NOTES TO CONSOLIDATED FINANCIAL STATEMENTS (continued)
We account for expenses associated with our acquisitions and certain litigation as other charges as incurred. These expenses were primarily a result of activities surrounding our acquisitions and legal fees related to patent litigation in which we are the plaintiff. Other charges are costs that are not considered necessary to the ongoing business operations. A summary of these expenses is as follows:
Three Months Ended
Nine Months Ended
Severance and employee related costs
Change in fair value of contingent consideration
Reserve for note receivable
Other charges for the nine months ended September 30, 2018 are due primarily to integration activities related to the LifeWatch acquisition and a reserve for a note receivable with a bankrupt prior customer. The change in fair value of contingent consideration is the result of the contingent consideration related to certain 2016 acquisitions being written off as it was no longer probable that certain of the contingencies would be met.
13. Income Taxes
The income tax provision for interim periods is determined using an estimated annual effective tax rate adjusted for discrete items, if any, which are taken into account in the quarterly period in which they occur. We review and update our estimated annual effective tax rate each quarter. We recorded an income tax benefit of $1.3 million and $2.9 million for the three and nine months ended September 30, 2018, respectively, due primarily to a discrete benefit recorded for an equity compensation deduction under the previously adopted ASU 2016-9, Improvement to Employee Share Based Payment Accounting. We also recognized nominal income tax benefits for the three and nine months ended September 30, 2017.

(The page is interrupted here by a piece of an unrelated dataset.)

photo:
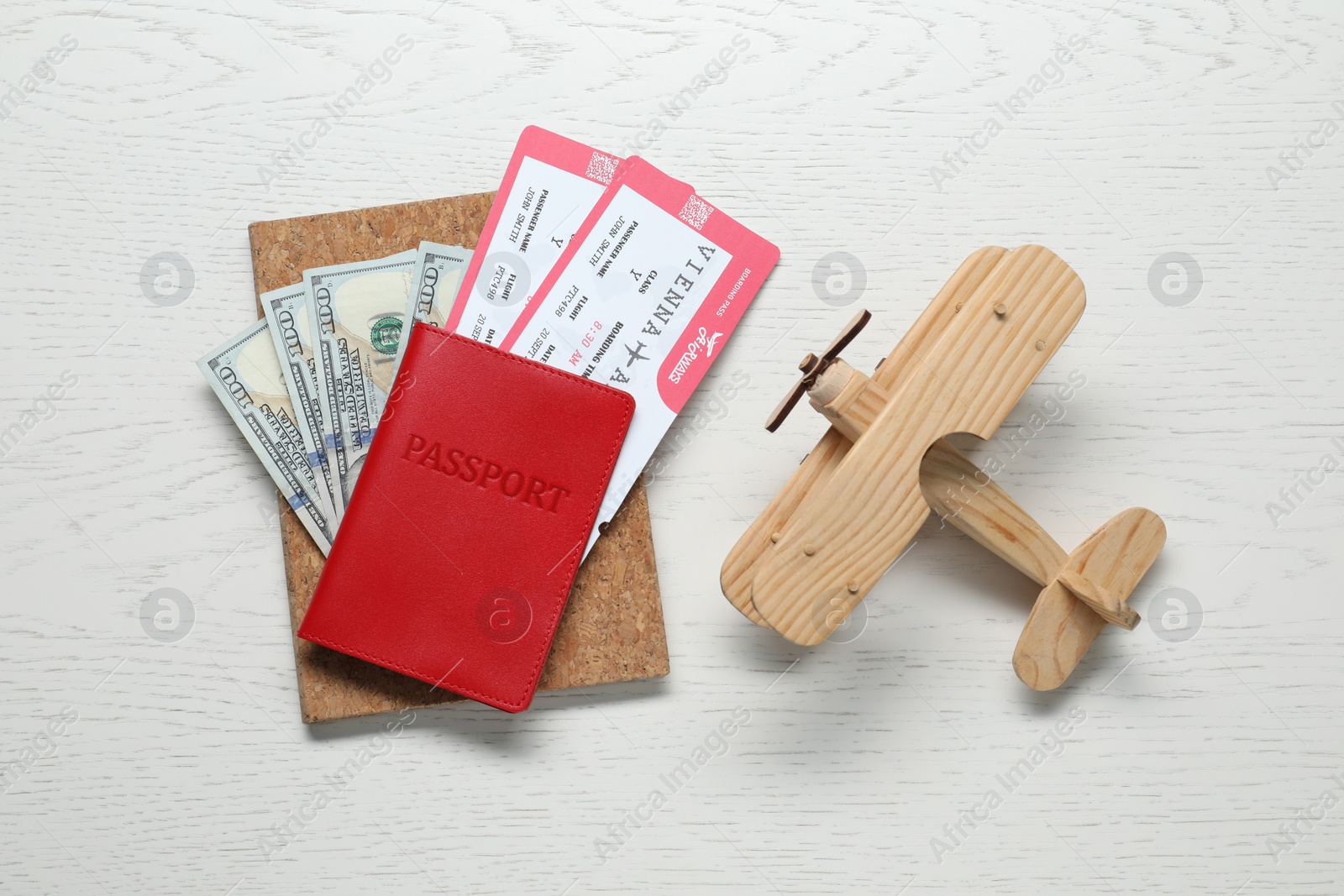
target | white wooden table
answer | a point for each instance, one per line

At September 30, 2018 and December 31, 2017, we had deferred tax assets, net of deferred tax liabilities and valuation allowance, of $21.8 million and $17.7 million, respectively.

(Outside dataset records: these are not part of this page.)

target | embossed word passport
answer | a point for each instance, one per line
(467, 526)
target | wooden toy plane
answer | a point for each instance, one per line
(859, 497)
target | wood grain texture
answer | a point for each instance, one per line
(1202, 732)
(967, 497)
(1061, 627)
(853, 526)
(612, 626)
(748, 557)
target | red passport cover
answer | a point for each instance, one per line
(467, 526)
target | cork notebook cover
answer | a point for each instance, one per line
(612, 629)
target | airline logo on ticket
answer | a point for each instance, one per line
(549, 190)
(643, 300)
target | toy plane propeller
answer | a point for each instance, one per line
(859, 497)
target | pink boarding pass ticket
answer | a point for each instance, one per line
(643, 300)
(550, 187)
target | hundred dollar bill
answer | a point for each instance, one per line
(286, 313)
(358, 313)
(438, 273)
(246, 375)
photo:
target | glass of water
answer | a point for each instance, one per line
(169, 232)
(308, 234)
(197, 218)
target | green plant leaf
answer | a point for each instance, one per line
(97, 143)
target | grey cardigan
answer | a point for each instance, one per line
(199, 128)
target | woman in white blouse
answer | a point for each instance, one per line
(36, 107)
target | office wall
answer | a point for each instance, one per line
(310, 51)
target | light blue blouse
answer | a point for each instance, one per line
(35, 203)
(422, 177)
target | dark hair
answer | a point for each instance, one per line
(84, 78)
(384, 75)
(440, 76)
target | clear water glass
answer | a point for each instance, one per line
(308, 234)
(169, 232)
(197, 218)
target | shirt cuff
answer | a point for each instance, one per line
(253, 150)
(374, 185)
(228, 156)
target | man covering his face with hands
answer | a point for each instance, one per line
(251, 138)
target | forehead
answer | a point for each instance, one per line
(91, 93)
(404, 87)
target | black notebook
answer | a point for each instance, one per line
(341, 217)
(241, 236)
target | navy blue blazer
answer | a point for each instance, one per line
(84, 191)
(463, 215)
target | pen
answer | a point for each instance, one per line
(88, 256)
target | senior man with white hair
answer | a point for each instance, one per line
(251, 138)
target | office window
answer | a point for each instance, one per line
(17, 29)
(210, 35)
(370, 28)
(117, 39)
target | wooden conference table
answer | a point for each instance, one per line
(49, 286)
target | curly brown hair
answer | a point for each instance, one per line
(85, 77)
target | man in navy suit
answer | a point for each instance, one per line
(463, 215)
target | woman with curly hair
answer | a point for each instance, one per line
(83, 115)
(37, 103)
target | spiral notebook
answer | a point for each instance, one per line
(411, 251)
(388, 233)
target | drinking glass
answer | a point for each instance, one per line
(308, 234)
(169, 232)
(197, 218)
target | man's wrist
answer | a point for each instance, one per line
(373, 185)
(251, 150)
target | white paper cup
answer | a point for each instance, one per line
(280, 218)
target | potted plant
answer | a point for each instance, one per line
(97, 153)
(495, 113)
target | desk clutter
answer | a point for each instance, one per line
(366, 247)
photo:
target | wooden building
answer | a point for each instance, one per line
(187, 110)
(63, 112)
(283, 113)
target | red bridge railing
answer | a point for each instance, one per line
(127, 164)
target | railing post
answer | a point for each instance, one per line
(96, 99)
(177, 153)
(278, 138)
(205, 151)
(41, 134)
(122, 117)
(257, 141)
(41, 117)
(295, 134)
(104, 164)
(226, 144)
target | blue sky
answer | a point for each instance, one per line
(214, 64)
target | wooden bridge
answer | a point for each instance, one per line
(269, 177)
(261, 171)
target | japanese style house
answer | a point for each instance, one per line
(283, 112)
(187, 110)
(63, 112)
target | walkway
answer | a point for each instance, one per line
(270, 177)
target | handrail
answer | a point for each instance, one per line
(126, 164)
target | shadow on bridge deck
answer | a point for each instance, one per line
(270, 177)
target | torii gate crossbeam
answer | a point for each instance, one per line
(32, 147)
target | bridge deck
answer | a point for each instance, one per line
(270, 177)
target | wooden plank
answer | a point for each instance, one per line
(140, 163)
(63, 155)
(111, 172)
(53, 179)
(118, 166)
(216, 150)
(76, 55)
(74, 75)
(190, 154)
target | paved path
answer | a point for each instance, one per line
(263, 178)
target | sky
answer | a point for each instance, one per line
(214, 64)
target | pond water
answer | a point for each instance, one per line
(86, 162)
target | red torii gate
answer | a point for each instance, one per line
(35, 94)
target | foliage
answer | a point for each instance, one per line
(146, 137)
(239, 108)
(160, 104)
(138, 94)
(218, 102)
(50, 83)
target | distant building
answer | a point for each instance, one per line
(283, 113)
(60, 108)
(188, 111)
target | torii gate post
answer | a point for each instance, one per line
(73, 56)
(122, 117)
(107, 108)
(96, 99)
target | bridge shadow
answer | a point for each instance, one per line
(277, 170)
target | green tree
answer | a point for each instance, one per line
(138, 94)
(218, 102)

During the nine months ended September 30, 2018, in connection with our acquisitions, we identified uncertain tax positions for periods prior to our ownership related to items recorded through purchase accounting, resulting in an additional unrecognized tax benefit of approximately $15.0 million. As a result, a net reserve of $8.9 million, inclusive of pre-acquisition interest, was recorded as a component of other long-term liabilities within our consolidated balance sheets related to these uncertain tax positions. The unrecognized tax benefit, or a portion of an unrecognized tax benefit, is presented in the consolidated financial statements as a reduction to a deferred tax asset for a net operating loss carryforward, a similar tax loss, or a tax credit carryforward.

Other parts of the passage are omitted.